A vaccinator retrieves Pfizer-BioNTech’s pediatric coronavirus disease (COVID-19) vaccine in Lansdale, Pennsylvania, USA December 5, 2021.

Hanna Beyer | Reuters

The Food and Drug Administration on Tuesday authorized a booster dose of Pfizer for children ages 5 to 11 at least five months after they completed their primary two-dose series.

Dr. Peter Marks, head of the FDA’s vaccine division, said evidence is increasingly showing that the protection provided by two shots wanes over time. The FDA has determined that a third shot may help increase protection for children in this age group, and the benefits outweigh the risks, Marks said.
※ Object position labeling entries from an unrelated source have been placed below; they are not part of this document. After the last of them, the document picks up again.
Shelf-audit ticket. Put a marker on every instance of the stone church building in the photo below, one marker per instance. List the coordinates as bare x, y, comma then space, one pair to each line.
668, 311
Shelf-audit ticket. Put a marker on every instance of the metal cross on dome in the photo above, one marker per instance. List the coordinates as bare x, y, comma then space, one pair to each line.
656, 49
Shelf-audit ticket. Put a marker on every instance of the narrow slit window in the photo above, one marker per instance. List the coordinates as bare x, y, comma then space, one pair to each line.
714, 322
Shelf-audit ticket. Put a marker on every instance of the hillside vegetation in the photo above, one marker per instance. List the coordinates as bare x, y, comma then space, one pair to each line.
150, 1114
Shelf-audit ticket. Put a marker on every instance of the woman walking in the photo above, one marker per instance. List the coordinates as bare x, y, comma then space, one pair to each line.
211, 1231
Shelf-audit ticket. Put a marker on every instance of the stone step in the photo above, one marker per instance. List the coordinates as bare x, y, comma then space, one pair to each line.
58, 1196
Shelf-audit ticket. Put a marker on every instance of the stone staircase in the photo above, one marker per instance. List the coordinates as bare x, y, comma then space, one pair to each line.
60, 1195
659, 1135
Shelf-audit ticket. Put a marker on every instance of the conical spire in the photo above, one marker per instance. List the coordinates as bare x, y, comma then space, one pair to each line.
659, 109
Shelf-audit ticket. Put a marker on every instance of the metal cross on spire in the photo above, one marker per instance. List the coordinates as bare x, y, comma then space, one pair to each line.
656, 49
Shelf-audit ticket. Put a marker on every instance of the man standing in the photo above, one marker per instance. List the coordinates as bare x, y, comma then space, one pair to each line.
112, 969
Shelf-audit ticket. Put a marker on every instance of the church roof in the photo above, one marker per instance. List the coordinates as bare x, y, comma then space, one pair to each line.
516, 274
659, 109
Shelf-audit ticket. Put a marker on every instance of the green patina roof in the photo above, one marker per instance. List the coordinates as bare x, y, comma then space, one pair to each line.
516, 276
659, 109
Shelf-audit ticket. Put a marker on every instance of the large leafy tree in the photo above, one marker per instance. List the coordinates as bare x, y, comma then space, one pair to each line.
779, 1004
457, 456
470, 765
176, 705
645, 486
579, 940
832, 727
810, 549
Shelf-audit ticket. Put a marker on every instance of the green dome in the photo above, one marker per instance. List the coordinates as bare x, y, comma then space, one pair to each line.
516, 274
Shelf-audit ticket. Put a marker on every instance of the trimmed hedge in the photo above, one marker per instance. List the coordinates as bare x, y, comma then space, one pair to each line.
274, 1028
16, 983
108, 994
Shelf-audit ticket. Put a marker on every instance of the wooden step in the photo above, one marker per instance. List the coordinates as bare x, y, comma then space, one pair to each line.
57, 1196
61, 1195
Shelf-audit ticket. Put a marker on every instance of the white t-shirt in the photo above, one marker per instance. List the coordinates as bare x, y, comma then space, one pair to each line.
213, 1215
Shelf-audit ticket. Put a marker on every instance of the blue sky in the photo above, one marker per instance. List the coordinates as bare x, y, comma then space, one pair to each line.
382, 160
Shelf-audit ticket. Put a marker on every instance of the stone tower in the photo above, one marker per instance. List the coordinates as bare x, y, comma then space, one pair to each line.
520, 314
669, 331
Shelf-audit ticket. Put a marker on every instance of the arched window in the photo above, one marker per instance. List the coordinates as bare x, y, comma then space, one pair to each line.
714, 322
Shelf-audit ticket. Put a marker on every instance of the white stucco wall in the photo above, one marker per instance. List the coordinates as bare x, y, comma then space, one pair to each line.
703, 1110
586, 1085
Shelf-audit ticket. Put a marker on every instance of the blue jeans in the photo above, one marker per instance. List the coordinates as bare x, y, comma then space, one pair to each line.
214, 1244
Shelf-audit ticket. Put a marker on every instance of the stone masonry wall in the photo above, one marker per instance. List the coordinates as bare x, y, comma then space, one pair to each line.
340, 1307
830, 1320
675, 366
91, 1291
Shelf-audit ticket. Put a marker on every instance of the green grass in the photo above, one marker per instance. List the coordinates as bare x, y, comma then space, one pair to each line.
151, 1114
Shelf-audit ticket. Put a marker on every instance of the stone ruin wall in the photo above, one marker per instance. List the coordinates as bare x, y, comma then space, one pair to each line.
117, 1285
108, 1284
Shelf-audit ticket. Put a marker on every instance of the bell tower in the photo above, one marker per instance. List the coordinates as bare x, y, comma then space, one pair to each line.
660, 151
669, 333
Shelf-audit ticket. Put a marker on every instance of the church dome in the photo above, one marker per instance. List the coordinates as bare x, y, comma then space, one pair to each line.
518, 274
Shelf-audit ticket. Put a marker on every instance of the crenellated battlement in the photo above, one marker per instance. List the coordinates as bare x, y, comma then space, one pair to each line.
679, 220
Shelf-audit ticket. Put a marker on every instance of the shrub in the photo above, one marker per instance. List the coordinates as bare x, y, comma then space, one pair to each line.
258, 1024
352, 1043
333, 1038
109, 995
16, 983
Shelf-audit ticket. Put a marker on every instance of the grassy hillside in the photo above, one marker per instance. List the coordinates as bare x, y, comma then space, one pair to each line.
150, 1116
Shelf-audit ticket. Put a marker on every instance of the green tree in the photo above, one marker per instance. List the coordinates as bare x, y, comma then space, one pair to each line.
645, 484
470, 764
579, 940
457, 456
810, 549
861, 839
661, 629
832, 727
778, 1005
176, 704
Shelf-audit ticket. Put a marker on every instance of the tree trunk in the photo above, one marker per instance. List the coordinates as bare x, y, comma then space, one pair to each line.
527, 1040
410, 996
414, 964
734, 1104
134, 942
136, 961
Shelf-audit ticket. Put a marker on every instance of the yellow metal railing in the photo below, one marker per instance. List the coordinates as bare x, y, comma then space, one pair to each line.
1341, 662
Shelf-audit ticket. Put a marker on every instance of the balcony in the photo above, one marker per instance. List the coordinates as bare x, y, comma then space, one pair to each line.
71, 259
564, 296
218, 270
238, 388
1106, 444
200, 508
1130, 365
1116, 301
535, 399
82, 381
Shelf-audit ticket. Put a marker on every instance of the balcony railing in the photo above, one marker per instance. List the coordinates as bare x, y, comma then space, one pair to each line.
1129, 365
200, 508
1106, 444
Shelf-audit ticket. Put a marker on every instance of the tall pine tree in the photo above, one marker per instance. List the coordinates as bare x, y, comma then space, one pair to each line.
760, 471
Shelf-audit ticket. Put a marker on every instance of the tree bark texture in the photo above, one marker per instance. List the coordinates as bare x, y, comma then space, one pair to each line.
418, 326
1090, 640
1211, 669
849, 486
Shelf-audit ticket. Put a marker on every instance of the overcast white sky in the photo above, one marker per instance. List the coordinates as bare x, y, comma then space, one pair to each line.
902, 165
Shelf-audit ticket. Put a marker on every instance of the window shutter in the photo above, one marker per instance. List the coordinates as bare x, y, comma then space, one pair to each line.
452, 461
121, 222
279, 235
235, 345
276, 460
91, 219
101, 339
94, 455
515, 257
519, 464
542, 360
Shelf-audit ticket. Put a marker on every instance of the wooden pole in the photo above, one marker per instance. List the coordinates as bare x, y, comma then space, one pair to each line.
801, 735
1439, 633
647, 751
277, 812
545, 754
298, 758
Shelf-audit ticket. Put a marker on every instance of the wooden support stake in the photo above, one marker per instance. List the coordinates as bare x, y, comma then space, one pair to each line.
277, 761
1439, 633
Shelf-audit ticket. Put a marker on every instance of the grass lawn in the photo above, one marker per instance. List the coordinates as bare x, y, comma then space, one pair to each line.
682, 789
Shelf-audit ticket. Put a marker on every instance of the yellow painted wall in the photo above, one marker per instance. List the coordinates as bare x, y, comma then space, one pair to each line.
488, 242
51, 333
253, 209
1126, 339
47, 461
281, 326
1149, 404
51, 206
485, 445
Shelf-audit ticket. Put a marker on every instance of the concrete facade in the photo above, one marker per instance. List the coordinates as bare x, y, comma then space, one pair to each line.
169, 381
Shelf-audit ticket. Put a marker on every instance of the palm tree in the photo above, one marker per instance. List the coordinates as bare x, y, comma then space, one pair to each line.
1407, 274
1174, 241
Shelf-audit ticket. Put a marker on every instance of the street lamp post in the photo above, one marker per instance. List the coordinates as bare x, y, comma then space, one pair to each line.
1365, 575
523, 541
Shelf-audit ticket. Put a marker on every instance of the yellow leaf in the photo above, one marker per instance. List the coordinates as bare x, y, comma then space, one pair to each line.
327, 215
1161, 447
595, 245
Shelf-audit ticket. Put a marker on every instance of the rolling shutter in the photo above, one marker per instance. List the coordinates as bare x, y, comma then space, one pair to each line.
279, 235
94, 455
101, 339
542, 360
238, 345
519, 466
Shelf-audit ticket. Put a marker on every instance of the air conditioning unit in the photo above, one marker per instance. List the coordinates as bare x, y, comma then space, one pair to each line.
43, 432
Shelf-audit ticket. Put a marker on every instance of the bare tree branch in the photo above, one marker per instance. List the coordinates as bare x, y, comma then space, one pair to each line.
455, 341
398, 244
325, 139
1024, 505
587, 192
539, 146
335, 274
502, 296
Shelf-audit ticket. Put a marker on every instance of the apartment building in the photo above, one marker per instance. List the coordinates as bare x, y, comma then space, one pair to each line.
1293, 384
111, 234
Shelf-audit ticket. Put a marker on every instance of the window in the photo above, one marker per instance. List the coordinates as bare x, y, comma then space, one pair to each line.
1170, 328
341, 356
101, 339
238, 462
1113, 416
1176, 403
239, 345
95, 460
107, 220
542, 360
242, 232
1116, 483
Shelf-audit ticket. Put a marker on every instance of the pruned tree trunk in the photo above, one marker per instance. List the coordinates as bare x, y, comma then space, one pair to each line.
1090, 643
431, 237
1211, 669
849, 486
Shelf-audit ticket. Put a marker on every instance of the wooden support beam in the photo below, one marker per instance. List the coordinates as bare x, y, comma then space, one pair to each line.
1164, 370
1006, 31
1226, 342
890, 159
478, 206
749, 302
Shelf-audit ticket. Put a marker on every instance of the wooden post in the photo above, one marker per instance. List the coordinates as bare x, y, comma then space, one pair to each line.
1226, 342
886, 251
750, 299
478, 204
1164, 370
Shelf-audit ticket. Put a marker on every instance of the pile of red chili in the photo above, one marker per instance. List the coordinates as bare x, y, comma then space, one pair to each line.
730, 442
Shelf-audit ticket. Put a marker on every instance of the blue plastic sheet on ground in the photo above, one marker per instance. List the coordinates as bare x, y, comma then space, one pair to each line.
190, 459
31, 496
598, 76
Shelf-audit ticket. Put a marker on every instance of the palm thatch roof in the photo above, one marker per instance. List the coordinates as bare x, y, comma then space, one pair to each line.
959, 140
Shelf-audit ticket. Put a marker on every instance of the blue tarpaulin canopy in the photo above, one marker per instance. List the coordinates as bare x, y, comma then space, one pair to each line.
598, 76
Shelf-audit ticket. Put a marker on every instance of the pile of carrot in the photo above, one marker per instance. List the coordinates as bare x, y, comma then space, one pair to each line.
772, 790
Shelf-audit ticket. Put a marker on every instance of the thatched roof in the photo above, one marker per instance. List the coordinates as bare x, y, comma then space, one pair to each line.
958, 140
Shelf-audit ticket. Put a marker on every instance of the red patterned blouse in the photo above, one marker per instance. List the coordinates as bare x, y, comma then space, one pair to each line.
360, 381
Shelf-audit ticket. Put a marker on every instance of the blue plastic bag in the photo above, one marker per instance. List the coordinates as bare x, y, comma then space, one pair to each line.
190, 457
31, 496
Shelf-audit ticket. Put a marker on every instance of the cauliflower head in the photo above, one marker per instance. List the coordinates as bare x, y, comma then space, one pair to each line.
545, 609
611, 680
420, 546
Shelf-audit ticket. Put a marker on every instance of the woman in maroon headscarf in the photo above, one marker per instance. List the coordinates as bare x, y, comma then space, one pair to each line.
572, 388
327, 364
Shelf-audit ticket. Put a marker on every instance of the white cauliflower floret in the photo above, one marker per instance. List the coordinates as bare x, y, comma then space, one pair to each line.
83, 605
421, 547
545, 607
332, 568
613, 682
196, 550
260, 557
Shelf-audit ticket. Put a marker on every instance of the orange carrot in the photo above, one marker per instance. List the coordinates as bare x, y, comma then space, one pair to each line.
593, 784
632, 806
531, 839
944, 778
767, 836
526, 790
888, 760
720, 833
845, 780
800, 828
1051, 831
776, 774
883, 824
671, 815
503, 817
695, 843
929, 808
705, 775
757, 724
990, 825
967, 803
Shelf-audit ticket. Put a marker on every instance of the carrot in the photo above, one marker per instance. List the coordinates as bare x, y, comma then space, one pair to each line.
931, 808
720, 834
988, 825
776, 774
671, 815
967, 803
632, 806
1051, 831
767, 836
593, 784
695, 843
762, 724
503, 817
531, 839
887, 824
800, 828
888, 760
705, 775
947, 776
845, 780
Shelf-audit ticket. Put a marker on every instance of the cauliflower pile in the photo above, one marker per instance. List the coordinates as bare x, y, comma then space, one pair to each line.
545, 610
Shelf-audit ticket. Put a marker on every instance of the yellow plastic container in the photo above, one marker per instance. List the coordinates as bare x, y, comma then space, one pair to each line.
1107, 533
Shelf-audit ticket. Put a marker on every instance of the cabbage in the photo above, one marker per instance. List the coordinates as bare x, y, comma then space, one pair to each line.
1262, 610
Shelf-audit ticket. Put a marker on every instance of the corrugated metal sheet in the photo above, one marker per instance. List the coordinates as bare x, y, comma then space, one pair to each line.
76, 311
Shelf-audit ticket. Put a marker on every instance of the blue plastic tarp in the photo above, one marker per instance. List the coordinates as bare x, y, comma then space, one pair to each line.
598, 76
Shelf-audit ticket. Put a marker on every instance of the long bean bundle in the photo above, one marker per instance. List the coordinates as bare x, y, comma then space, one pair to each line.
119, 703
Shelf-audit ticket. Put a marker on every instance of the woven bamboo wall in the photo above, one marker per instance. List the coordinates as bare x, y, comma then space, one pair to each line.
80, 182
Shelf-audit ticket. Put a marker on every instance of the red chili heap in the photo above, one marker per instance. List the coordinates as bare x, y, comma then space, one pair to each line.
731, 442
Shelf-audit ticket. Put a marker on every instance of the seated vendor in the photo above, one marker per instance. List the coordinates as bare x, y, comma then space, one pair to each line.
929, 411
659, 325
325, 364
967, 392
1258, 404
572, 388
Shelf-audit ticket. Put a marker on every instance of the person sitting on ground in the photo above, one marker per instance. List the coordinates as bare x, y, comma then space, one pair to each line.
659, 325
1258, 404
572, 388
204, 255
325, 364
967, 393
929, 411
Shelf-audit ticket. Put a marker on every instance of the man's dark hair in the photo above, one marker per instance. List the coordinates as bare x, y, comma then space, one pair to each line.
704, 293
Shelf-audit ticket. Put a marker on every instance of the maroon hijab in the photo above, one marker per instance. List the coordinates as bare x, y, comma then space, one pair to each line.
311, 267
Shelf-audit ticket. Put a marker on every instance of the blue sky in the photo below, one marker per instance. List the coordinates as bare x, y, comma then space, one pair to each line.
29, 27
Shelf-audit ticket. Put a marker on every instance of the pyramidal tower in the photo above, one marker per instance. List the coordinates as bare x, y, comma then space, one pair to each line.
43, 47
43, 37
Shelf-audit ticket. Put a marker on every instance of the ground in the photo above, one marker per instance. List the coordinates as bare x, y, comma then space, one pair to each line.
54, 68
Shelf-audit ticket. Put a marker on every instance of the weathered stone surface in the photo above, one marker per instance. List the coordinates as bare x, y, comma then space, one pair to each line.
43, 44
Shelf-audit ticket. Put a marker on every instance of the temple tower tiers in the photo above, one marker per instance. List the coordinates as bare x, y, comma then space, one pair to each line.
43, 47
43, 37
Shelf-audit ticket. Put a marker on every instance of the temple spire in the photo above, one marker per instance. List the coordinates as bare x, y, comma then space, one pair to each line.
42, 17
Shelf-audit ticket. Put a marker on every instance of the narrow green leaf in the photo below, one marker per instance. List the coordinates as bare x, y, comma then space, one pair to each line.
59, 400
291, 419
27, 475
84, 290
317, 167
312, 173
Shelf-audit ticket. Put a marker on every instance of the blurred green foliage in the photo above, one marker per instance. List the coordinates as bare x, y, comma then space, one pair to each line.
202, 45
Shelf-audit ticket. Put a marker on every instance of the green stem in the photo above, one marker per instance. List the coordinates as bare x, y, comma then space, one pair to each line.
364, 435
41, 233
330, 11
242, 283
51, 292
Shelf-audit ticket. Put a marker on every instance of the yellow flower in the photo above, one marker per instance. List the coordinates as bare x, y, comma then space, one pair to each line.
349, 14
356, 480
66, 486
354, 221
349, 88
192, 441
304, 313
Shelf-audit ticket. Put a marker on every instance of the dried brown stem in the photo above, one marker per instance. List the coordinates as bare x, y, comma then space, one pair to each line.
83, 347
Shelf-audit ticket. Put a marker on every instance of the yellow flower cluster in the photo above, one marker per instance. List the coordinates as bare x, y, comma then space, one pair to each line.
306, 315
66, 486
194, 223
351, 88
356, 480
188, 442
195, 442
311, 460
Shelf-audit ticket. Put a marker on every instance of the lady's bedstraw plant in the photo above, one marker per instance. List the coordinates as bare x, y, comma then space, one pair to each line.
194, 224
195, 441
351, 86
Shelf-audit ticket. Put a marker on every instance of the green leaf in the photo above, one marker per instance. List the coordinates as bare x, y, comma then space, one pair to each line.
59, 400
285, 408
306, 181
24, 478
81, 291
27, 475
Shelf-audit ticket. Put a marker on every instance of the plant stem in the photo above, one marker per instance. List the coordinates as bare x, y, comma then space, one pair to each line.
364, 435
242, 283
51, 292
The FDA decided to authorize the third shot after reviewing data from an ongoing Pfizer study in which a subgroup of 67 children in this age group had higher antibody levels one month after receiving a booster dose. The regulatory body did not identify any new safety concerns and found that children between the ages of 5 and 11 experience the same mild side effects as other people after receiving a booster dose. These side effects include swelling at the injection site, fatigue, headache, muscle or joint pain, and chills and fever.

The FDA did not convene its committee of independent experts to discuss the data before authorizing the booster dose. Some members of the committee were frustrated that the drug regulator repeatedly pushed booster decisions without open public discussion.

FDA Commissioner Robert Kaliff said that while Covid tends to be less severe in children, more children are getting sick and hospitalized with the virus as the omicron variant became dominant in the US during the winter. Omicron, which has over 30 mutations, has proven to be able to evade protective antibodies elicited by two doses of the vaccine. Studies have repeatedly shown that third shots significantly increase protection against both infections and serious illness.

Covid infections are on the rise again in the US as more transmissible omicron subvariants spread across the country. The US was reporting more than 90,000 new infections per day on average as of Sunday, up 30% from a week earlier, according to data from the Centers for Disease Control and Prevention. The number of new hospitalizations for people with Covid also increased by 8% over the past week, according to the CDC.